Electric push scooters have recently hit the streets of San Francisco. Over the last couple of weeks, LimeBike deployed some scooters in conjunction with local festivities in the city. And just yesterday, Bird launched its scooters in San Francisco. Spin has also deployed some scooters in the city. As it stands today, these scooters from companies like LimeBike, Spin and Bird are currently operating in a bit of a legal gray area.
That’s why the San Francisco Municipal Transportation Agency is currently looking to create legislation, in collaboration with SF Supervisor Aaron Peskin, to “create appropriate permits and requirements to regulate motorized scooter sharing in the public right-of-way,” an SFMTA spokesperson told TechCrunch. “In the meantime, shared scooters are not explicitly covered in the Transportation Code.”
In separate letters to Spin, Lime and Bird today, the SFMTA let each company know it is aware they have respectively placed shared electric scooters on the sidewalks.
“As you may know, the San Francisco Municipal Transportation Agency (SFMTA) is developing a permitting program for motorized scooter sharing systems,” SFMTA Director of Transportation Edward Reiskin wrote in the letter. “We request your cooperation as we finalize the legislation and permit application.”

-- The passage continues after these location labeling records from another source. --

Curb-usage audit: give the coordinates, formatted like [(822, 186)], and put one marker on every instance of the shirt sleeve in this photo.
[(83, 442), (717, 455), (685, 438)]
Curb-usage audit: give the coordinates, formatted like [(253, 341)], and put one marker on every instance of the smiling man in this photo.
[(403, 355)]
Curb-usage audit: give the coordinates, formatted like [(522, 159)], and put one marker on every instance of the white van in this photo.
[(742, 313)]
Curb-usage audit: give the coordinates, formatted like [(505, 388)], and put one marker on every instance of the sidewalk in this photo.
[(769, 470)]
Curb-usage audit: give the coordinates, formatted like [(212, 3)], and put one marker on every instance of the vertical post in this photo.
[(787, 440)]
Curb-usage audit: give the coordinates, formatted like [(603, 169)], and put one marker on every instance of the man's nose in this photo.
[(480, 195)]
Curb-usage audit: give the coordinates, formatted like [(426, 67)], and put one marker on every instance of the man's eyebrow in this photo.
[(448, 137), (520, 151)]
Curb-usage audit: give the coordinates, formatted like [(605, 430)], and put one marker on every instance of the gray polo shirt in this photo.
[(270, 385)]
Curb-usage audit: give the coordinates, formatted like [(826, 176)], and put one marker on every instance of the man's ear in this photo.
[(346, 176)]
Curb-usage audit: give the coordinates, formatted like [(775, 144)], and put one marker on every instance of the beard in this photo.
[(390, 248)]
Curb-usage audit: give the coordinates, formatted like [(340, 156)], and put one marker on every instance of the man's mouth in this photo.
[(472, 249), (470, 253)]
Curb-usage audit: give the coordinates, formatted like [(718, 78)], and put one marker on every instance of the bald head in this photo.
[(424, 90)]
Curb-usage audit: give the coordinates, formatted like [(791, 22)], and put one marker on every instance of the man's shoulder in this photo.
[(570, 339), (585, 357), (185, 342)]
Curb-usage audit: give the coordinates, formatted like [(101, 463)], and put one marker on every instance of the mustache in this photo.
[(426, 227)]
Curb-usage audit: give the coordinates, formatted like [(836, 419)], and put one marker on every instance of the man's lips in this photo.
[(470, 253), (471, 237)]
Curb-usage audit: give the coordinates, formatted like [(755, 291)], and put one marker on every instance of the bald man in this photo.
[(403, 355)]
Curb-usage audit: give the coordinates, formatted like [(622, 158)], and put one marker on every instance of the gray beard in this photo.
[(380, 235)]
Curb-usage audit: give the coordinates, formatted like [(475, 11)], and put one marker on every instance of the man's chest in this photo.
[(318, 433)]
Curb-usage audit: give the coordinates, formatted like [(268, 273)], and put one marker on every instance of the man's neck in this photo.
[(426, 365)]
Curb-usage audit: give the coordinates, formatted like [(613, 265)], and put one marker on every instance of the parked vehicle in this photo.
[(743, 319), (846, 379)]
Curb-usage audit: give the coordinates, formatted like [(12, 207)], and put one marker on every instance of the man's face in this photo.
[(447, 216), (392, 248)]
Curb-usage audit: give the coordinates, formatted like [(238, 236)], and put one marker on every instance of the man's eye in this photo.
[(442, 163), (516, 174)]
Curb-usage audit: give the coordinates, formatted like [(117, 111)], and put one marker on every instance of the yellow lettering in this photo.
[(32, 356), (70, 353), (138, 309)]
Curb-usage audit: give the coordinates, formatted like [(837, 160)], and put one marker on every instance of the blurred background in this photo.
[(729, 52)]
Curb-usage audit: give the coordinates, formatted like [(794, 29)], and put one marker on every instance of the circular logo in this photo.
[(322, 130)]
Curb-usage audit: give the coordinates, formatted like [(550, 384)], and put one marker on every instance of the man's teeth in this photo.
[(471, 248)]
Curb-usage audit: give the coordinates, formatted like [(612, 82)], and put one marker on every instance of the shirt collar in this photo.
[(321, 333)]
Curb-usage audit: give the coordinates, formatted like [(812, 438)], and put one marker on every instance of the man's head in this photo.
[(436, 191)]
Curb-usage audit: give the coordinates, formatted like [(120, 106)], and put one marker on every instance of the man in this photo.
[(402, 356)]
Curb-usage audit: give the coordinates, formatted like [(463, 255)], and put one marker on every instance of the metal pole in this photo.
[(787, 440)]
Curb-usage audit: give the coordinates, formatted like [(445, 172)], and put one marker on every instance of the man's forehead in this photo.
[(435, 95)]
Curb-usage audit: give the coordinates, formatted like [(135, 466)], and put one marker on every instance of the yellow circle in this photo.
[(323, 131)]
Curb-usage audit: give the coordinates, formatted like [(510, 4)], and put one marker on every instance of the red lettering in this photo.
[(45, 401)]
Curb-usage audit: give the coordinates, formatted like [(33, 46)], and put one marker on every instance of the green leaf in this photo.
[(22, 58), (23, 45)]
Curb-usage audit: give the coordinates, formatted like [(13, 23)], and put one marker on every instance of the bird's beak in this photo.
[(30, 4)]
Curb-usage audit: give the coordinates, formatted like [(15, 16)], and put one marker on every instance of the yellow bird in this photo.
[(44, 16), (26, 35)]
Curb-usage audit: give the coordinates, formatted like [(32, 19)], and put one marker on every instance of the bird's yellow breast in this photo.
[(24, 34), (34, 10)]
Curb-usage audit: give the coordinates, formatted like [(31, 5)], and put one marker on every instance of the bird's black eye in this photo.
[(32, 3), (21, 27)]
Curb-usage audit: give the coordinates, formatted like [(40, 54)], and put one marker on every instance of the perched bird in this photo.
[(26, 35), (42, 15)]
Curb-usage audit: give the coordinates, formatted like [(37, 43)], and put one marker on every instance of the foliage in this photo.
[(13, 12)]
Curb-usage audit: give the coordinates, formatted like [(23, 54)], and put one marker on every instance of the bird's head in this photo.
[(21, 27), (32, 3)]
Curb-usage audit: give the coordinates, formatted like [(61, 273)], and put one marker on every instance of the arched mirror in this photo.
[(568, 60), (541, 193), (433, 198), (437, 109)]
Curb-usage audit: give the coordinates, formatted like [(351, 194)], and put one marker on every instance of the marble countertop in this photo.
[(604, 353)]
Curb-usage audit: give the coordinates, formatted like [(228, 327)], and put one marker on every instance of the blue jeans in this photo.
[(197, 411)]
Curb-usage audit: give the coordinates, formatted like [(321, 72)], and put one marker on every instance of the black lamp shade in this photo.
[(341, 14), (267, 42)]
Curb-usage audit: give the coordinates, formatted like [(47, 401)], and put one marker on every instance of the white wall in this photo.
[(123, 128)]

The SFMTA is asking each company for their respective business plans, detailing how they will comply with the city’s requirements around the use of sidewalks, plazas and other public spaces. The SFMTA also wants the plans to describe if and how the scooters will use any bike racks or other existing infrastructure, if there will be any new types of infrastructure built, how it will ensure there’s not over-concentration of scooters in one area, how many scooters the companies plan to deploy and how the companies will ensure the scooters are maintained.
“We will not tolerate any business model that results in obstruction of the public right of way or poses a safety hazard,” Reiskin wrote.
Update 9:48pm: Spin has since gotten in touch with TechCrunch to say the company has been “completely transparent” with the SFMTA and members of the SF board of supervisors.
“Unlike the other operators here, we reached out to the appropriate stakeholders before operating in San Francisco,” Spin co-founder Euwyn Poon told TechCrunch. “After we solicited feedback and suggestions from them on piloting our scooters in a safe, responsible way, we began deploying small batches of scooters to test and collect data. Since then, we’ve been providing regular updates to and sharing data with SFMTA and other city stakeholders.”
Since these companies have already deployed their scooters, the SFMTA is asking to receive a response by the end of next week. While scooter-sharing isn’t explicitly outlined in the city’s transportation code, it is illegal to place a scooter in a way that obstructs the sidewalk, the SFMTA spokesperson said. It’s also illegal to ride these scooters on sidewalks, and ride them without a helmet.
“The SFMTA would urge any potential operators of new transportation services to work closely with the SFMTA prior to launching a new program,” the spokesperson said. “While we welcome improved mobility options, we want to carefully consider the potential benefits and impacts of any new private transportation service to ensure that it serves the public interest.”
LimeBike, which unveiled its scooters last month, has been in communication with elected officials and the SFMTA, noting that there are no city ordinances that prohibit a shared scooter system in the city, a LimeBike spokesperson told TechCrunch. While the city works to regulate scooter sharing, LimeBike says it is a limited pop-up program.
“As a Bay Area headquartered company, LimeBike is fully committed to ensuring we are positive contributors to San Francisco,” the spokesperson said. “We are excited to continue working with the SFMTA, Board of Supervisors and community as the formal permit process is developed, to identify mobility solutions that meet the City’s equity goals and help connect all parts of the city.”
Earlier this year, the SFMTA granted an exclusive, 18-month permit to electric bike-sharing startup JUMP. The program is designed to enable the SFMTA collect data and assess if a program like this will work in the long-term. Similar to what the SFMTA did around car-sharing, the aim is to better understand the needs and impacts of this type of mobility service.
I’ve reached out to Spin and Bird and will update this story if I hear back.